Teachers began a long time ago teaching kids how to sift through the information online. Remember the Octopus in the tree? Inaccurate information was easier to spot, usually posted by an individual who was either trying to be funny or just didn’t do enough research. When we first got online, we still had our identities and reputations and didn’t want those tarnished. Most of us didn’t create phony accounts to post anonymous comments. We used the internet to connect, learn, and teach. Now, with anonymity and the deliberate manufacture of information meant to incite and sway public opinion, not tell the whole truth, we have a difficult time understanding what is true – and if it is difficult for us, imagine how it is for young people.

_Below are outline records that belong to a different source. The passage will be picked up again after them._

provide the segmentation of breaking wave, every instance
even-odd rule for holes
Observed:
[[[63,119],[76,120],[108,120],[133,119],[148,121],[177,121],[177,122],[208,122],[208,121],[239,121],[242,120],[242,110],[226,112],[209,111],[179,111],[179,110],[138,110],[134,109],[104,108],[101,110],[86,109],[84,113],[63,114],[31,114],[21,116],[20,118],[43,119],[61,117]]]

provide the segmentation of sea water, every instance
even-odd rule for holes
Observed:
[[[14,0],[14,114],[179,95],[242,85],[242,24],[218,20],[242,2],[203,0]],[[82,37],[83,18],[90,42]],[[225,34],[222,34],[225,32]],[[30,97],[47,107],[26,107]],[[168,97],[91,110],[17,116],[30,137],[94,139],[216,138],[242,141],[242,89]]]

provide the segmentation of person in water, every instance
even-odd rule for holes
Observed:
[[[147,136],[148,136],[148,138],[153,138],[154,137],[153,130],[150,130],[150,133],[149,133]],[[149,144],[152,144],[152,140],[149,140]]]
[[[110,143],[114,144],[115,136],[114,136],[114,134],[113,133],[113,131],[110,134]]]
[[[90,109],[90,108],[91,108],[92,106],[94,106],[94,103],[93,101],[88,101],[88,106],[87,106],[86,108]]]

I am reading Sarah T. Roberts’ book, Behind the Screen Content Moderation in the Shadows of Social Media. I look forward to her closing keynote at the 2019 CETPA Annual Conference. In the book, Ms. Roberts describes the work of content moderators and commercial content moderation. This is the practice of moderating what gets posted online, either before or after it gets posted. I won’t try to sum up all the information in the book, it is packed with research she has spent years collecting and analyzing.
Commercial content moderation is a critical component for commercial sites that ensures brand protection, adherence to terms of services and copyright laws, etc. Service companies all over the world handle commercial content moderation for companies like Facebook, Google, etc. Ms. Roberts points out that we are giving unprecedented control to private companies who dictate what we see and how we see it. In a perfect world, these moderators would ensure that the information posted online is true, not offensive, and complete. We are far from living in a perfect world.

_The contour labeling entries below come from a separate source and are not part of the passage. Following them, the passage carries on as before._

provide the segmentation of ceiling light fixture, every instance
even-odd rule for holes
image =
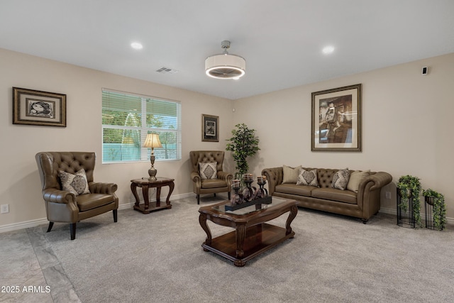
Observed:
[[[142,44],[139,43],[138,42],[133,42],[132,43],[131,43],[131,47],[135,50],[141,50],[142,48],[143,48]]]
[[[236,79],[244,76],[246,70],[246,60],[243,57],[227,53],[230,48],[230,41],[221,43],[224,51],[222,54],[210,56],[205,60],[205,73],[207,76],[216,79]]]
[[[334,51],[334,48],[333,46],[326,46],[325,48],[323,48],[323,50],[321,50],[322,52],[323,52],[323,54],[325,55],[328,55],[328,54],[331,54],[331,53],[333,53]]]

Ms. Roberts details why these content moderators exist and how they work. Their role is extremely important as Ms. Roberts states: “Commercial content moderators serve an integral role in making decisions that affect the outcome of what content will be made available on a destination site.”
Content moderators are human beings being tasked with making the decision as to whether the content can be seen or not. Technically, they must have mastered digital literacy and digital citizenship. Is that even possible? In addition, they are paid very low wages and they are hired as contractors so have no benefits. The amount of content being uploaded is staggering and moderators must make quick decisions, how can they be right 100% of the time?

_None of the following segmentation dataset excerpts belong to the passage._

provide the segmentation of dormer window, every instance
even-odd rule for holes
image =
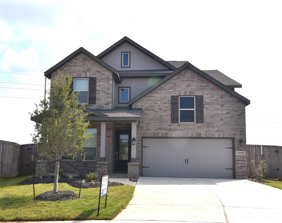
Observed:
[[[130,67],[130,52],[121,52],[121,67]]]
[[[130,87],[118,87],[118,104],[127,104],[130,100]]]

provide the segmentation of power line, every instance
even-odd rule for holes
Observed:
[[[3,82],[0,81],[0,83],[5,83],[7,84],[28,84],[29,85],[41,85],[44,86],[44,84],[24,84],[22,83],[15,83],[14,82]],[[48,83],[49,84],[50,84]]]
[[[26,74],[25,73],[12,73],[10,72],[4,72],[3,71],[0,71],[1,73],[12,73],[14,74],[20,74],[21,75],[28,75],[28,76],[36,76],[37,77],[42,77],[42,78],[45,77],[44,76],[41,75],[35,75],[34,74]]]
[[[20,97],[8,97],[8,96],[0,96],[1,98],[30,98],[31,99],[41,99],[43,98],[24,98]]]
[[[260,127],[262,128],[282,128],[278,126],[255,126],[253,125],[247,125],[247,127]]]
[[[252,117],[251,116],[247,116],[247,118],[267,118],[273,119],[282,119],[282,118],[265,118],[265,117]]]
[[[267,123],[282,123],[281,122],[264,122],[263,121],[253,121],[251,120],[247,120],[247,122],[266,122]]]
[[[44,91],[44,89],[32,89],[31,88],[17,88],[16,87],[0,87],[0,88],[10,88],[11,89],[23,89],[24,90],[38,90],[40,91]]]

Commercial content moderation is done all over the world. Company policies can tend to be biased based on the culture where that company is located or based on the upper management’s priorities. Moderators are not always educated about the content they are seeing and sometimes they are told what to allow and what not to allow based on the companies’ priorities, not based on how gory the content is or whether it has been verified. Ms. Roberts talks with moderators working in the Silicon Valley, Mexico, and the Philippines. Do moderators in the Silicon Valley make the same decisions as one working in the Philippines or in Mexico? If they are given training and parameters, perhaps. But who creates the parameters?
Yes, this work needs to be done but it seems that there is no good way to do it. Moderators can take down a lot of offensive content and our firewalls and content filters also help. As we enter another political season that promises to be contentious, I feel for the educators who are trying to teach digital literacy and digital citizenship. I hope schools make it a priority. It could be one of the most important lessons for our young people today.